A Study on the Liability for Third Party's Damage on the Time Charter-parties (정기용선계약에서 제3자 화물손해 책임에 관한 연구)

  • Shin, Hak-Sung
    • International Commerce and Information Review
    • /
    • v.15 no.2
    • /
    • pp.285-313
    • /
    • 2013
  • By the revision of the Commercial Code of Korea in 1991 and 2007, some provisions for the regulation of Time Charterparty have been introduced into our own maritime law system. But, those provisions are in their nature mainly the reproduction of the provisions prescribed in the standard forms of time charterparty which are widely used, such as BALTIME Charter and NYPE Form, and the subject matters of their regulation are restrictive, so that the applicability of the provisions is not desirable. The cargo is lost or damaged, the cargo owner should seek compensation form, or sue, the carrier as, traditionally, under the COGSA, the cargo carrier is responsible for loss of damage of cargo. However, it is difficult to determine who is the responsible carrier under charters. There is no test to determine the carrier, but the courts in every country generally consider the bill of lading. Although the master has general authority to sign bills of lading on behalf of the shipowner, he can also sign bills of lading for, and on behalf of, the charterer. In this case, the charter is considered the carrier. Furthermore, the charterer is authorized to contract with third parties on behalf of the shipowner and, as such, the responsible carrier is the shipowner. Therefore, when determining the carrier we should examine carefully the all factors and the circumstances surrounding the case. Also, negligence of a captain of a time-chartered ship causing damages to a third party. It will analyze the legal character of a time-charter contract, review judicial precedents on time-charter.
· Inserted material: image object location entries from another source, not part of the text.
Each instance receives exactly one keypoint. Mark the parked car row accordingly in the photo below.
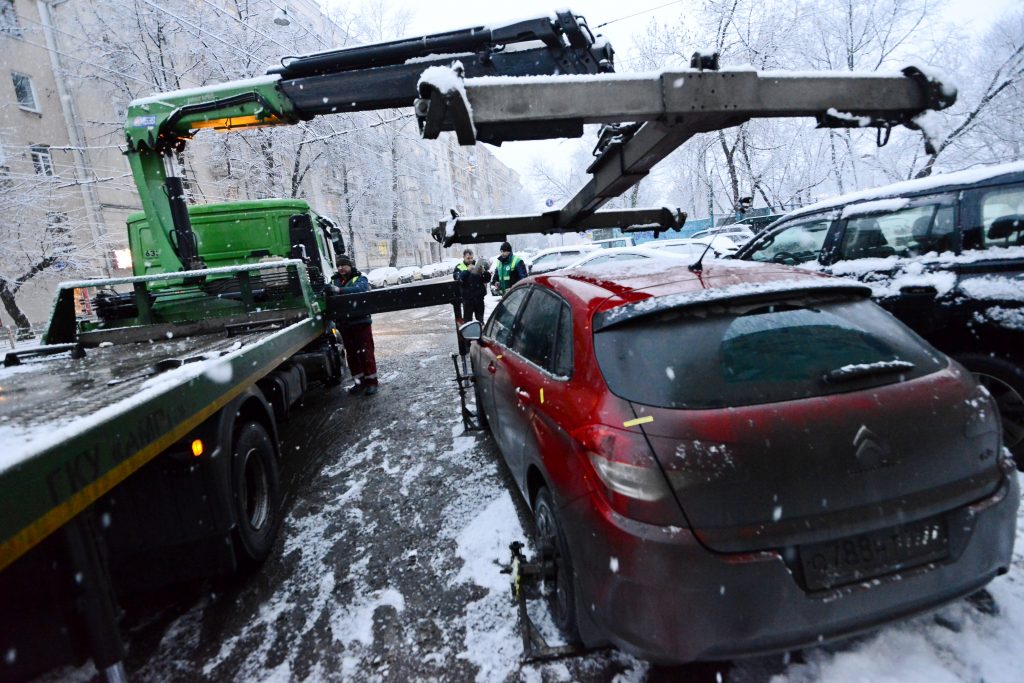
(751, 457)
(945, 255)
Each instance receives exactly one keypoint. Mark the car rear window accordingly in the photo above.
(1003, 217)
(701, 358)
(798, 242)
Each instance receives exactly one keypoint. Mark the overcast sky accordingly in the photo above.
(627, 19)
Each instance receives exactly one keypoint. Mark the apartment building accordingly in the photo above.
(72, 67)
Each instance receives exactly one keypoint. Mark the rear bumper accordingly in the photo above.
(656, 593)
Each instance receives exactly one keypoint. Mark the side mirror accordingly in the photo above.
(471, 331)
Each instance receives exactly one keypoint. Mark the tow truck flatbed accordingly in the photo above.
(74, 428)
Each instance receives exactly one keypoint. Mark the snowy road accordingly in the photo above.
(386, 566)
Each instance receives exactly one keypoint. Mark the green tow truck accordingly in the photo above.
(140, 439)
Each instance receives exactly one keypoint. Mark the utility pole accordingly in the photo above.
(82, 165)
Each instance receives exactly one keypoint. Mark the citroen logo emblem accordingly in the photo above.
(871, 453)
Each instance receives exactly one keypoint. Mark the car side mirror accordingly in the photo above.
(471, 331)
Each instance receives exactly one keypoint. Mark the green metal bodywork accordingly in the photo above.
(227, 233)
(161, 125)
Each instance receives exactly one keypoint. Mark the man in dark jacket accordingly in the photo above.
(356, 333)
(510, 269)
(473, 276)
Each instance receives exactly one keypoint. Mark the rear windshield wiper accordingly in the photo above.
(861, 370)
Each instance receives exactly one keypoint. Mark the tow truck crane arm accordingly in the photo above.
(665, 110)
(370, 77)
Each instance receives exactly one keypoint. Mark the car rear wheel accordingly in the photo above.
(1005, 380)
(559, 586)
(256, 494)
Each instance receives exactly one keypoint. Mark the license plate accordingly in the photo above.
(858, 557)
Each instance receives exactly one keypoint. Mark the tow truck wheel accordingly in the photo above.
(1005, 380)
(256, 492)
(560, 588)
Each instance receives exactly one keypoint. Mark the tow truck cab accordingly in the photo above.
(241, 232)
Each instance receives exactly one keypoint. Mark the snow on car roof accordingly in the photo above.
(967, 177)
(731, 293)
(639, 280)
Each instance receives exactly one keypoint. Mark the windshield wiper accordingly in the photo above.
(861, 370)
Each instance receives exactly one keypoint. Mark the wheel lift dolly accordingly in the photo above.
(528, 582)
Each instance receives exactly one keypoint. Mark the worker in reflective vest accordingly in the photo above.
(356, 334)
(510, 269)
(461, 268)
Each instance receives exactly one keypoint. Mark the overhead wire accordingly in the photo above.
(642, 11)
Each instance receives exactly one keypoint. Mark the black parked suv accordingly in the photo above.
(943, 254)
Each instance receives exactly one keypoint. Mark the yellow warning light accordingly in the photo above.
(237, 123)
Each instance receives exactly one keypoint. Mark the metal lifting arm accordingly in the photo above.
(369, 77)
(670, 108)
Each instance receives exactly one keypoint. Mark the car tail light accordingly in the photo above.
(631, 479)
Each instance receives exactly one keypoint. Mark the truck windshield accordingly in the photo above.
(743, 356)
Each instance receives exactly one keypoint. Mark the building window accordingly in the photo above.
(8, 19)
(41, 159)
(25, 92)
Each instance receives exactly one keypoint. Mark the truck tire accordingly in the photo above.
(1005, 380)
(256, 493)
(550, 542)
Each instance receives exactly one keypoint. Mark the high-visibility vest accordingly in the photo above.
(505, 271)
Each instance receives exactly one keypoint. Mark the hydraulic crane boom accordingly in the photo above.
(665, 110)
(370, 77)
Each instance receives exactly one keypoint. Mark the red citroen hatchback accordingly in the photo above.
(739, 460)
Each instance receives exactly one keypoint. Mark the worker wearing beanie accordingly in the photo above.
(356, 333)
(510, 269)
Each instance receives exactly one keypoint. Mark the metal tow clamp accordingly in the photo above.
(526, 578)
(464, 380)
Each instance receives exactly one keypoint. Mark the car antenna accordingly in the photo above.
(696, 265)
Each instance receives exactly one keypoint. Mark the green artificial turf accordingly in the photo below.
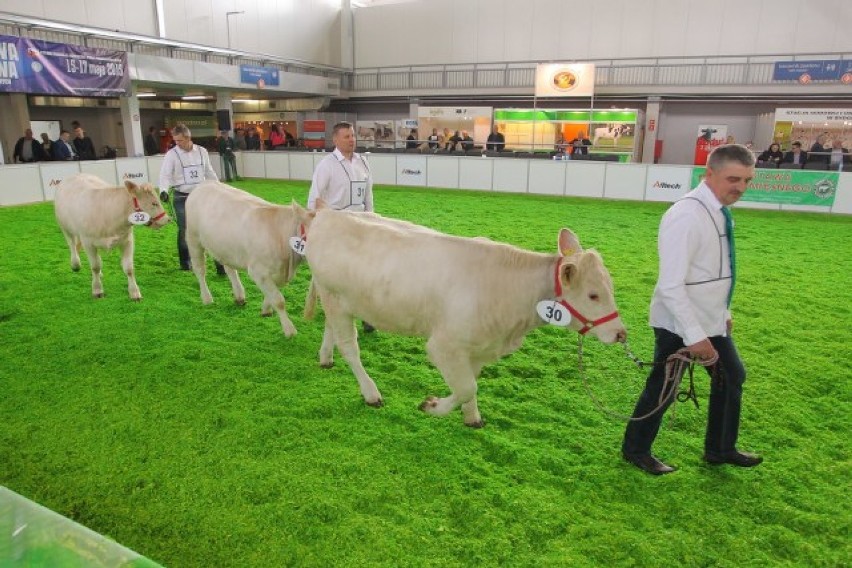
(199, 436)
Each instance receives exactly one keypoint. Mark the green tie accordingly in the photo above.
(729, 232)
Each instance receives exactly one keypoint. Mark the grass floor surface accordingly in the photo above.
(199, 436)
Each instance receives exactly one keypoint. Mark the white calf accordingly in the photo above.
(242, 231)
(475, 300)
(95, 215)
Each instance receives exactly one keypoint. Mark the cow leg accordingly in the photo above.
(96, 264)
(460, 375)
(272, 297)
(126, 248)
(236, 285)
(345, 336)
(73, 246)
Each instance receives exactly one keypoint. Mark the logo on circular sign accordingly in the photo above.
(564, 80)
(823, 188)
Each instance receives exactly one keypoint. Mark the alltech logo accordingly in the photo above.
(665, 185)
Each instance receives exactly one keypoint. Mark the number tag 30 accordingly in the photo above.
(139, 218)
(553, 313)
(298, 245)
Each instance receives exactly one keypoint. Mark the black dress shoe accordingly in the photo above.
(737, 458)
(649, 463)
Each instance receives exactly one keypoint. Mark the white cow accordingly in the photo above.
(96, 215)
(243, 231)
(474, 299)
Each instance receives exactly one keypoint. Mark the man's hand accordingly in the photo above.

The Inter-Club Agreement was drawn up and is intended to be a somewhat easier way of allocating liability for cargo claims between owners and charterers and, although there is still scope for disputes to arise, the Inter-Club Agreement does in fact to some extent make the allocation of liabilities for cargo claims easier. Finally, it will also make legislative suggestions to resolve complex issues involving maritime transportation contracts under the current Commercial Code.